Barcoding Detection Technology Research In Influenza A Virus

In the recent years, DNA barcoding technology is one of the most rapidly developing skills which can identification of species or types rapidly and accurately by applying a standard DNA fragment. DNA barcoding applying for influenza study of discriminating different subtypes is a new concept, which is still mainly used in identifying animal species. Due to the nucleotide mutation of influenza A virus, finding a suitable DNA barcoding is very difficult. In this study, three groups of DNA barcoding (HA cleavage sites, HAO, HA2 and NAb) we are found not only can amplified effectively respectively for subtype identification distinction, also acquire some genetic information.
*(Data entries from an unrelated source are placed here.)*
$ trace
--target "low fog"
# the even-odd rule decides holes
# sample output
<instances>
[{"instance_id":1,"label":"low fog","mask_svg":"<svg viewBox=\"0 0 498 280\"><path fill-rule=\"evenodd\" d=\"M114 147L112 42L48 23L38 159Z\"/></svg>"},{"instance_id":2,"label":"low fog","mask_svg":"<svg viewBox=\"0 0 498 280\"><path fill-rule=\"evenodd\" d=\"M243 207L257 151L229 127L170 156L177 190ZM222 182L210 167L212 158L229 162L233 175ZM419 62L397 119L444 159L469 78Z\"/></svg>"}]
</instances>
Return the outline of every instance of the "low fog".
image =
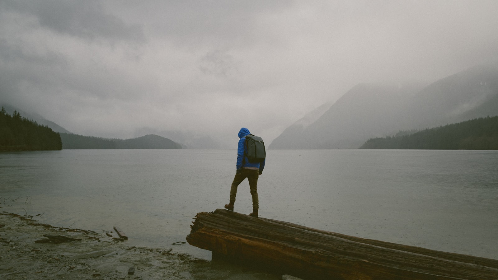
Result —
<instances>
[{"instance_id":1,"label":"low fog","mask_svg":"<svg viewBox=\"0 0 498 280\"><path fill-rule=\"evenodd\" d=\"M268 143L359 83L498 61L498 1L0 1L0 104L69 131Z\"/></svg>"}]
</instances>

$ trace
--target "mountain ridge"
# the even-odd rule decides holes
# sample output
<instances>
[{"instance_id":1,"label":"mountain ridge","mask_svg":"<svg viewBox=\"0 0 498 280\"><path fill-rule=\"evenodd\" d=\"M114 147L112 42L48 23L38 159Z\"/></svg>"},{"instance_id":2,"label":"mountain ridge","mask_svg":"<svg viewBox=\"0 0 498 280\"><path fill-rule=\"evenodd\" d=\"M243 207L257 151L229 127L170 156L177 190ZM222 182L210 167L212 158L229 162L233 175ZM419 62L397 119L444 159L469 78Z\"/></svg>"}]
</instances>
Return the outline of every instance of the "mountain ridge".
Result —
<instances>
[{"instance_id":1,"label":"mountain ridge","mask_svg":"<svg viewBox=\"0 0 498 280\"><path fill-rule=\"evenodd\" d=\"M358 84L314 123L282 133L269 147L357 148L369 139L399 131L498 115L498 106L488 102L498 105L498 69L491 66L471 67L427 85Z\"/></svg>"}]
</instances>

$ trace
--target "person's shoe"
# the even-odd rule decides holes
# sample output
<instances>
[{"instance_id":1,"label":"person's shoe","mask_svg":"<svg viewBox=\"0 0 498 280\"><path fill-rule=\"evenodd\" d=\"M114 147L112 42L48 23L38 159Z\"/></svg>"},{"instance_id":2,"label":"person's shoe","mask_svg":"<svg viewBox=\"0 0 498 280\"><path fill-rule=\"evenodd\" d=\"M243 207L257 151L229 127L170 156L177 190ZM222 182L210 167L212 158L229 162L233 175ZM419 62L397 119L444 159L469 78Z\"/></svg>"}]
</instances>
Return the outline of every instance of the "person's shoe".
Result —
<instances>
[{"instance_id":1,"label":"person's shoe","mask_svg":"<svg viewBox=\"0 0 498 280\"><path fill-rule=\"evenodd\" d=\"M228 209L230 211L234 211L234 204L235 203L235 201L230 201L230 203L225 205L225 209Z\"/></svg>"},{"instance_id":2,"label":"person's shoe","mask_svg":"<svg viewBox=\"0 0 498 280\"><path fill-rule=\"evenodd\" d=\"M257 218L257 211L258 209L252 209L252 213L249 214L249 216Z\"/></svg>"}]
</instances>

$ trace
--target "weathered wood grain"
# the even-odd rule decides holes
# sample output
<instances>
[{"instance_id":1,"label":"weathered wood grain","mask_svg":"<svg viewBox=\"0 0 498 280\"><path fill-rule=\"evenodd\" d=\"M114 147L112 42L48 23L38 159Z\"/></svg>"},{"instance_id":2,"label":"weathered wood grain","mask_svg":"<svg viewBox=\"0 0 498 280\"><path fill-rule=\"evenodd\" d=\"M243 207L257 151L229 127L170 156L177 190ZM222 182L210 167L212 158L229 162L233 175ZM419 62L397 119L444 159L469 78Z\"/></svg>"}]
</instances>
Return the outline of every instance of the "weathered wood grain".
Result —
<instances>
[{"instance_id":1,"label":"weathered wood grain","mask_svg":"<svg viewBox=\"0 0 498 280\"><path fill-rule=\"evenodd\" d=\"M194 246L304 279L498 279L498 260L321 231L217 209L197 214Z\"/></svg>"},{"instance_id":2,"label":"weathered wood grain","mask_svg":"<svg viewBox=\"0 0 498 280\"><path fill-rule=\"evenodd\" d=\"M121 238L123 239L124 240L128 240L128 237L126 236L125 234L124 234L124 233L123 232L123 231L121 230L121 229L118 228L118 227L114 227L114 230L116 231L116 233L118 234L118 235L120 236L120 237L121 237Z\"/></svg>"}]
</instances>

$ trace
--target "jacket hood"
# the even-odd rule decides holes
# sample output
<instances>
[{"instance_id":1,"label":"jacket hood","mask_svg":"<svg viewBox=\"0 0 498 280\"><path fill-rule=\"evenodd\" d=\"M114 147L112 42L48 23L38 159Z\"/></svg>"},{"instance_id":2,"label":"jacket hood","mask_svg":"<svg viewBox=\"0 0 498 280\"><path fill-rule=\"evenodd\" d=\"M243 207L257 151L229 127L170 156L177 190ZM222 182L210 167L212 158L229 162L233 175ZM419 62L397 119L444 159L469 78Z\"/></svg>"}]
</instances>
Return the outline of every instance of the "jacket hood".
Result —
<instances>
[{"instance_id":1,"label":"jacket hood","mask_svg":"<svg viewBox=\"0 0 498 280\"><path fill-rule=\"evenodd\" d=\"M249 132L249 130L246 128L242 128L241 129L241 131L239 132L239 134L237 135L239 136L239 138L242 138L243 137L245 137L249 134L250 134L250 133Z\"/></svg>"}]
</instances>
The purpose of this study was to finding an suitable barcoding sequence which both conservative enough to design universal primers and sufficient variation to distinguish different subtypes between closely related subtypes,the results were as follows:1. We established optimality genome amplification conditions of A\swine\Shandong\01\2009(H1N1)、 A/equine/Heilongjiang/01/2010(H3N8)、A/swine/Shandong/2/03(H5N1)、A/chicken/Shandong/sx01/2008 (H9N2) influenza virus strains, and analysisd their own sequence characteristics, combined with Sanger sequencing.2. Choosing hemagglutinin cleavage site as the target area, we found an barcoding primer that can distinguish 16 different subtypes.By RT-PCR, an approximately 170bp fragment was obtained. Afterwards we constructed the phylogenetic tree and calculated the average intraspecific variation and interspecific divergence by MEGA5.0 software. Phylogenetic trees presented that amino acid composition of cleavage site has a characteristics of monophyly in each antigenic subtype. The average interspecific divergence is 0.277, intraspecific variation is 0.032. It is conclused that DNA barcoding technology can be used effectively in the molecular identification of the influenza A virus subtypes.3. By bioinformatics analysising of 16 hemagglutinin (HA) and 9 neuraminidase (NA), degenerate primers were designed according to the conserved region of HA2 and NAb as the barcode primer, and then barcoding library preparation was optimized, In the end ,we acquiced reads covered all 25 subtypes of by NGS.And it provides a simple diagnosis and high-throughput sequencing system.